MVCC other operations that modify the database (INSERT, UPDATE, DELETE) require locking operations to read the latest data. You can see that MVCC does not need locking at all, but just avoids the locking operation of SELECT.

INSERT; UPDATE; DELETE

When you perform a SELECT operation, you can force the lock operation to be specified. The following first statement requires an S lock and the second statement requires an X lock.

-select * from table where? Lock in share mode;-select * from table where? For update

In fact, the isolation level of the transaction is the current read level defined. In order to reduce the time of lock processing (including waiting for other locks) and improve the concurrency ability, MySQL introduces the concept of snapshot read so that select does not need to be locked. The isolation of "current reads" such as update and insert needs to be achieved by locking.

Locking algorithm

Record Lock

Lock the index on a record, not the record itself.

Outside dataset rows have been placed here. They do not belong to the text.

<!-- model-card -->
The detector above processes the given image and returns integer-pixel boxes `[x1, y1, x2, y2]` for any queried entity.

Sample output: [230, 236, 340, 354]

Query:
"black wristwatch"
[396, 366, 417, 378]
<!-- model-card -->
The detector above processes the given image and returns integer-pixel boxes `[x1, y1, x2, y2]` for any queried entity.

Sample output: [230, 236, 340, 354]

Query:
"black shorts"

If the table does not have an index set, InnoDB automatically creates a hidden clustered index on the primary key, so Record Locks can still be used.

Gap Lock

Locks the gap between indexes, but does not include the index itself. For example, when one transaction executes the following statement, other transactions cannot insert 15 in t.c.

SELECT c FROM t WHERE c BETWEEN 10 and 20 FOR UPDATE

Next-Key Lock

It is a combination of Record Locks and Gap Locks that locks not only the indexes on a record, but also the gaps between indexes. For example, if an index contains the following values: 10, 11, 13, and 20, then you need to lock the following range:

(- ∞, 10] (10, 11] (11, 13] (13, 20] (20, + ∞)

In the InnoDB storage engine, the unrepeatable reading problem of SELECT operation is solved by MVCC, while the unrepeatable reading problem of UPDATE and DELETE is solved by Record Lock, and the non-repeatable reading problem of INSERT is solved by Next-Key Lock (Record Lock + Gap Lock).

Lock problem

Dirty reading

Dirty reading means that under different transactions, the current transaction can read the uncommitted data of another transaction.

For example:

T1 modifies a data, and T2 then reads the data. If T1 undoes this modification, the data read by T2 is dirty.

Non-repeatable

Non-repeatable reading refers to the situation in which the same data set is read many times in the same transaction and the data read is different.

For example:

T2 reads a piece of data, and T1 modifies it. If T2 reads this data again, the result read at this time is different from that read for the first time.

In InnoDB storage engine, the unrepeatable reading problem of SELECT operation is solved by MVCC, while the unrepeatable reading problem of UPDATE and DELETE is solved by Record Lock, and the non-repeatable reading problem of INSERT is solved by Next-Key Lock (Record Lock + Gap Lock).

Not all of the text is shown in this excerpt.